ABC7 Local News Los Angeles reports:
Bumble Bee Foods and two employees were charged Monday by Los Angeles prosecutors with violating safety regulations in the death of a worker who was cooked in an industrial oven with tons of tuna.
Jose Melena was performing maintenance in a 35-foot-long oven at the company’s Santa Fe Springs plant in October 2012 when co-workers loaded it with 12,000 pounds of canned tuna and turned it on.
Temperatures reached 270 degrees during a two-hour process to cook and sterilize the tuna. The body of Melena, 62, was found when the oven was opened.
The company, its plant Operations Director Angel Rodriguez and former safety manager Saul Florez were each charged with three counts of violating Occupational Safety & Health Administration rules that caused a death.
The charges specify that the company and the two men willfully violated rules that require: implementing a safety plan; rules for workers entering confined spaces; and a procedure in place to keep machinery or equipment turned off if someone’s working on it.
Rodriguez, 63, of Riverside and Florez, 42, of Whittier could face up to three years in prison and fines up to $250,000 if convicted of all charges. Bumble Bee Foods faces a maximum fine of $1.5 million.
The state’s occupational safety agency previously cited the San Diego-based company for failing to properly assess the danger to employees working in large ovens and fined it $74,000.

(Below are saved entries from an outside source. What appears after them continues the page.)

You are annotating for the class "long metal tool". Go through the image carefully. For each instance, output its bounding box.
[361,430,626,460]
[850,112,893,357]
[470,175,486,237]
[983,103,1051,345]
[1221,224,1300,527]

Bumble Bee, which has appealed the penalties, said the state agency found no willful violations in its investigation and that the company improved its safety program after the tragedy.
“We remain devastated by the loss of our colleague Jose Melena in the tragic accident,” the company said in a statement. “We disagree with and are disappointed by the charges filed by the Los Angeles district attorney’s office.”
Florez refused to comment and messages seeking comment from Rodriguez were not immediately returned.
District Attorney Jackie Lacey said prosecutors and investigators from her office have been going to major industrial accidents to ensure illegal and deadly work practices are prosecuted.